The Mercedes B-Class is, as C&D notes, about as plain as a car gets. While it zips from 0 to 60 MPH in just 6.8 seconds, it weighs 3,935-lbs compared to the 2,853-lbs of the carbon fiber and aluminum BMW i3. That lighter weight translated to a 6.5 second 0 to 60 MPH run, and a 15.3 second sprint down the quarter-mile, compared to 15.6 seconds for the B-Class. The BMW was also marginally better at the lateral-g skidpad and slalom test thanks to its light weight, low center of gravity, and 51.8% rear-weight bias.

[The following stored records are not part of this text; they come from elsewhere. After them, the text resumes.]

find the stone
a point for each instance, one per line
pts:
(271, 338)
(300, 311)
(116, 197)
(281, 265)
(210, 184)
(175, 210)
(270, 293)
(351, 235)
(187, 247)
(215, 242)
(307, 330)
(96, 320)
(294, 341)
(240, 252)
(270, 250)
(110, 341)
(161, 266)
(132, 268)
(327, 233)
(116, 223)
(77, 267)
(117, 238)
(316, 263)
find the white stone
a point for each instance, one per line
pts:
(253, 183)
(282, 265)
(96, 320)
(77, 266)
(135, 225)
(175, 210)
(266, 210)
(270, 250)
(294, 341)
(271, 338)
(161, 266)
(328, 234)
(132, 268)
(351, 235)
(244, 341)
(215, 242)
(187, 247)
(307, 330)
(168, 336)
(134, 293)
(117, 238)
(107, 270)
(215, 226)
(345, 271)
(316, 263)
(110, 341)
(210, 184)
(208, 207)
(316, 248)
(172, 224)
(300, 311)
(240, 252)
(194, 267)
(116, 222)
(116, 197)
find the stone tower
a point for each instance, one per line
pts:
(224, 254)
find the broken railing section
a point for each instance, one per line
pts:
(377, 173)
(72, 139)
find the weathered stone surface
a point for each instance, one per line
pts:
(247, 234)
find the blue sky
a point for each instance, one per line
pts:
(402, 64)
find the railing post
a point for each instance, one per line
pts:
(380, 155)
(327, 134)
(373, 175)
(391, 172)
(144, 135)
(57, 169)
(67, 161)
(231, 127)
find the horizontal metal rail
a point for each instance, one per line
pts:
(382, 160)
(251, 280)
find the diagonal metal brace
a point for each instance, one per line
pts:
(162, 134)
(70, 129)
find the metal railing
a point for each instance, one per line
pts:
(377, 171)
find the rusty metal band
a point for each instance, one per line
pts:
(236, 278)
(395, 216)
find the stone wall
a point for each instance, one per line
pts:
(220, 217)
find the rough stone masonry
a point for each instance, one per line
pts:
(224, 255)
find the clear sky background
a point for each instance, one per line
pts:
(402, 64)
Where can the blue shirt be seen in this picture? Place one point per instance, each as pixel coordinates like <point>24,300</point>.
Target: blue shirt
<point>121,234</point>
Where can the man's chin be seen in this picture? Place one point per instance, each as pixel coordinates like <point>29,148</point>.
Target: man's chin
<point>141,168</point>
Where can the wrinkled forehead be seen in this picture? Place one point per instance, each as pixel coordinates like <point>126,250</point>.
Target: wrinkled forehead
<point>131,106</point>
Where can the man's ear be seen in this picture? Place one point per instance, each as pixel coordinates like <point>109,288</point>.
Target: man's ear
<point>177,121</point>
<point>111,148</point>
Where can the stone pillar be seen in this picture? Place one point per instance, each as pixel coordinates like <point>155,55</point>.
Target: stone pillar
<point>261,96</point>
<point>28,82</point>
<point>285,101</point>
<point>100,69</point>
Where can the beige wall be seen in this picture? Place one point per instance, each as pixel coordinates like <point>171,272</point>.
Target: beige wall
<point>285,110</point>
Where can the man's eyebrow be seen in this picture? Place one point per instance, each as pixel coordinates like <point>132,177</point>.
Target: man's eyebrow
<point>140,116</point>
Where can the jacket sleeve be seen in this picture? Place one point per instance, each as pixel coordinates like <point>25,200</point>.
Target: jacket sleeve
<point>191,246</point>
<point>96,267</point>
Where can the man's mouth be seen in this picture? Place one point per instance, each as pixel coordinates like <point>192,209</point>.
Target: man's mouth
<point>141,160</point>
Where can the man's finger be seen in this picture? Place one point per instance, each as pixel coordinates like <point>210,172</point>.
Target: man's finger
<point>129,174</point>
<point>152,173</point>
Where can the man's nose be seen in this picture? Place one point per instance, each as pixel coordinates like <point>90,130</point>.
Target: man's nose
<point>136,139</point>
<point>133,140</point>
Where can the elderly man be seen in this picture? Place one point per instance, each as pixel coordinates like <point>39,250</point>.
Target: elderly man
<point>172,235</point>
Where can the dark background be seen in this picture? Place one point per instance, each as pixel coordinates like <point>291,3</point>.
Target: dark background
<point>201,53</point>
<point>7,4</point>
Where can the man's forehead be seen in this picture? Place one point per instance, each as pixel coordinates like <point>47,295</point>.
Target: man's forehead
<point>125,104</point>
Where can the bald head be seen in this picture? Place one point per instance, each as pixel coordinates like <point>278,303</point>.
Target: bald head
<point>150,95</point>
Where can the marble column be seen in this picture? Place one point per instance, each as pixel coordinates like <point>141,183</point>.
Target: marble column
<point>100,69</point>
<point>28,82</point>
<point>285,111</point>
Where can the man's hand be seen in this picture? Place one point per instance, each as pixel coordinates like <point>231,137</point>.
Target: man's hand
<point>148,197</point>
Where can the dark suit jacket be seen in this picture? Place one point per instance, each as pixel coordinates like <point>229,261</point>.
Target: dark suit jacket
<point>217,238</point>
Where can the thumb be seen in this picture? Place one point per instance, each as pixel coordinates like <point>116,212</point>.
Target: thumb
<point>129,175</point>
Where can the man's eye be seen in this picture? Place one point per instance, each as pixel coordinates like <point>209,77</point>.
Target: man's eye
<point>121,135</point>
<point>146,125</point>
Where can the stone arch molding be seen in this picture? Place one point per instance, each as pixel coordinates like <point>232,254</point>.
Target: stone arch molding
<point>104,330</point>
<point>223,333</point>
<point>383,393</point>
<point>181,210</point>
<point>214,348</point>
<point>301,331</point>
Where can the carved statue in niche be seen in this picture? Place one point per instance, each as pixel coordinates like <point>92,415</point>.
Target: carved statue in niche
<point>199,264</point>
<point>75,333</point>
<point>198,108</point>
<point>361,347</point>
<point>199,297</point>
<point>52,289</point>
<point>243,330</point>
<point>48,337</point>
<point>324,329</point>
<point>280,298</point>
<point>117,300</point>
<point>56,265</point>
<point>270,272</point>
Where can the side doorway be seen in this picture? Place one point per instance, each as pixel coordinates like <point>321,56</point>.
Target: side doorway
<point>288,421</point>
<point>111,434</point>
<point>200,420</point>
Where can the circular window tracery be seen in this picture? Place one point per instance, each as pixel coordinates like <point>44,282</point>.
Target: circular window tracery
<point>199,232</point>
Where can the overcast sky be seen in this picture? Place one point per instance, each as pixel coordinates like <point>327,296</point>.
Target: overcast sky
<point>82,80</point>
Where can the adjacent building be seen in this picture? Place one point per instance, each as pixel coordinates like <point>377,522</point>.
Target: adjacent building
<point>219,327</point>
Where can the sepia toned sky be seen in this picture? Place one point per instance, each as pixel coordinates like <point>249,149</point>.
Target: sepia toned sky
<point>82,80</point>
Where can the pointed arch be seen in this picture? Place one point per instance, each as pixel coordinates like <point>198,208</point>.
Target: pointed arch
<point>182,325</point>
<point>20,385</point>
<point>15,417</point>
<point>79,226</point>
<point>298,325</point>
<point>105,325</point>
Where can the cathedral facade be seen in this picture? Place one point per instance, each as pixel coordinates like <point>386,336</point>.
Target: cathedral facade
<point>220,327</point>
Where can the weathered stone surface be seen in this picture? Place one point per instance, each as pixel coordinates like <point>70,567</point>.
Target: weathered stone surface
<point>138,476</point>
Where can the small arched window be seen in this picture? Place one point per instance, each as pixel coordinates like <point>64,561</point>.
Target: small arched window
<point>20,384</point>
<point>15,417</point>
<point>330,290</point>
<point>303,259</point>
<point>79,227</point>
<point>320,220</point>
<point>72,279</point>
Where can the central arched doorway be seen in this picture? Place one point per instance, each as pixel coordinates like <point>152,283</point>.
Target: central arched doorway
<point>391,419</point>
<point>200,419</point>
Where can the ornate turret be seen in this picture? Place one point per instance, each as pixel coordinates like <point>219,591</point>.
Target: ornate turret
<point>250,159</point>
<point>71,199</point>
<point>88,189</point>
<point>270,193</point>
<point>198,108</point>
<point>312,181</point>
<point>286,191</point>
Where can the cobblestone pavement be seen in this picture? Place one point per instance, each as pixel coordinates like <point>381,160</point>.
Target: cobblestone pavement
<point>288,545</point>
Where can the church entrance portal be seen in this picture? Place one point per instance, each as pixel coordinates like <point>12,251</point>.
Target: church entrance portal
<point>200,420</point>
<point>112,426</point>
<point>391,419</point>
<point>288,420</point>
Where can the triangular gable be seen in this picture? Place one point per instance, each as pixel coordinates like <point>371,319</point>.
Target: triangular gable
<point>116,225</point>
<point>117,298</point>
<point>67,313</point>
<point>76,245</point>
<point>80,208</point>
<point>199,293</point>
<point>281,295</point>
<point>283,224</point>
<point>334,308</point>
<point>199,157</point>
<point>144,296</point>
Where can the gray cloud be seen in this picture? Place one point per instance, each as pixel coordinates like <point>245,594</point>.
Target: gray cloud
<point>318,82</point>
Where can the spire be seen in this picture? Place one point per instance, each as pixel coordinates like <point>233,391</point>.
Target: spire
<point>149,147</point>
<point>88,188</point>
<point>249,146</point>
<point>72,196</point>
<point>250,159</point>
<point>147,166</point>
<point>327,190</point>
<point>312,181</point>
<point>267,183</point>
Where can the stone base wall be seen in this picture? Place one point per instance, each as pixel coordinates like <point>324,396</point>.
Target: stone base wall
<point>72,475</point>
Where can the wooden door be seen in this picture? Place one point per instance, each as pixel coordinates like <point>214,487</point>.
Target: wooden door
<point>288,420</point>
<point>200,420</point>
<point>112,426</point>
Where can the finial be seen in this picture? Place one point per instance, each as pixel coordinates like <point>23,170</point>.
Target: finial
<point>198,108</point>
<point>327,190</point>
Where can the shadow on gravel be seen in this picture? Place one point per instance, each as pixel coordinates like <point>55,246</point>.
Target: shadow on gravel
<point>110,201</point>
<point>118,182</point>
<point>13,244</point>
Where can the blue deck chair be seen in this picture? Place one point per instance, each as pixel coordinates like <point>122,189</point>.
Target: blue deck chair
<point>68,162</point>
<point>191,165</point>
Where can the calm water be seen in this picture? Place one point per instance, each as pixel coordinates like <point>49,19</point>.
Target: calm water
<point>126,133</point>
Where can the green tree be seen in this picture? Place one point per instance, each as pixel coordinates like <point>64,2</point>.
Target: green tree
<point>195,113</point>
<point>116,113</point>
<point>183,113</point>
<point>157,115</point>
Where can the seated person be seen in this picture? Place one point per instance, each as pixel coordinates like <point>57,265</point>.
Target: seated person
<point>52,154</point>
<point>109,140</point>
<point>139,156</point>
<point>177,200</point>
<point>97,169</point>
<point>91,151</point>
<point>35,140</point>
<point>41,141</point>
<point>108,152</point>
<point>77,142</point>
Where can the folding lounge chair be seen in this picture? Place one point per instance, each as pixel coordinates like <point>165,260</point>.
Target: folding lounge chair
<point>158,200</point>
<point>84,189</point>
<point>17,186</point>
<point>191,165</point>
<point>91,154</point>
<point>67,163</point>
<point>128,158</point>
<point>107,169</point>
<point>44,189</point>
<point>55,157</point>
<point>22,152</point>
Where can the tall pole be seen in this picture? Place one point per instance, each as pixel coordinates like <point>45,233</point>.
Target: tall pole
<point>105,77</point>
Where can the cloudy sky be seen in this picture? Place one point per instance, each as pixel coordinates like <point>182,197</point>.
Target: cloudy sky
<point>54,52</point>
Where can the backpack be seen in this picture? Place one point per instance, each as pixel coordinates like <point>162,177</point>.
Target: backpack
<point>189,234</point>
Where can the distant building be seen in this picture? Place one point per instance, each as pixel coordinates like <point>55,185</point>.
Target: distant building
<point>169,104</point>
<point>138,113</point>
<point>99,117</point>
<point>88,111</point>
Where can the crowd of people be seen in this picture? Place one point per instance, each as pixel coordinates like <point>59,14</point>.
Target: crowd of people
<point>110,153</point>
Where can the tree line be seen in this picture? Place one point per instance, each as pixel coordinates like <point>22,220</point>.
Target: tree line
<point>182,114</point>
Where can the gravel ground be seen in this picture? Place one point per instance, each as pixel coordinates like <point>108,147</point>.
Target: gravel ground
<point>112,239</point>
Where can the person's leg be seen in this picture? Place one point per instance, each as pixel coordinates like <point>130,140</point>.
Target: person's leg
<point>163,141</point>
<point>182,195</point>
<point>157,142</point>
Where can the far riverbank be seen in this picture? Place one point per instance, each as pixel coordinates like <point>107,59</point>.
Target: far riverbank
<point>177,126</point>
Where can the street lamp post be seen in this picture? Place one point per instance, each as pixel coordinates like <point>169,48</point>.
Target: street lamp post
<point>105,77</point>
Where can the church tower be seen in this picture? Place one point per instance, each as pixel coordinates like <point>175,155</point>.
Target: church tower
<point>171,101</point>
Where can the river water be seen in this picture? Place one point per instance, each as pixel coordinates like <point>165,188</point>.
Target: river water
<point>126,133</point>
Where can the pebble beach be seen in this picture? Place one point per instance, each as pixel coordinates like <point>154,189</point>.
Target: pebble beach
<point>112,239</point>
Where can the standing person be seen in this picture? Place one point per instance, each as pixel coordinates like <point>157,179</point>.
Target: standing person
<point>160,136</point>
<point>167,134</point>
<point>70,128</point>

The BMW i3 is rated at 61 miles per charge, and C&D came close to that with an estimated 79 miles of driving per charge, which the B-Class beat with 84-miles per charge. However, the i3 felt better, looked better, and got more attention when it came down to it. The B-Class, meanwhile, comes across as a more half-baked attempt to enter the electric car field.
But as Tesla has shown, a purpose-built electric car can take better advantage of the inherent benefits of an EV drivetrain, and not surprisingly, Car & Driver crowned the BMW i3 as king of this two-car segment.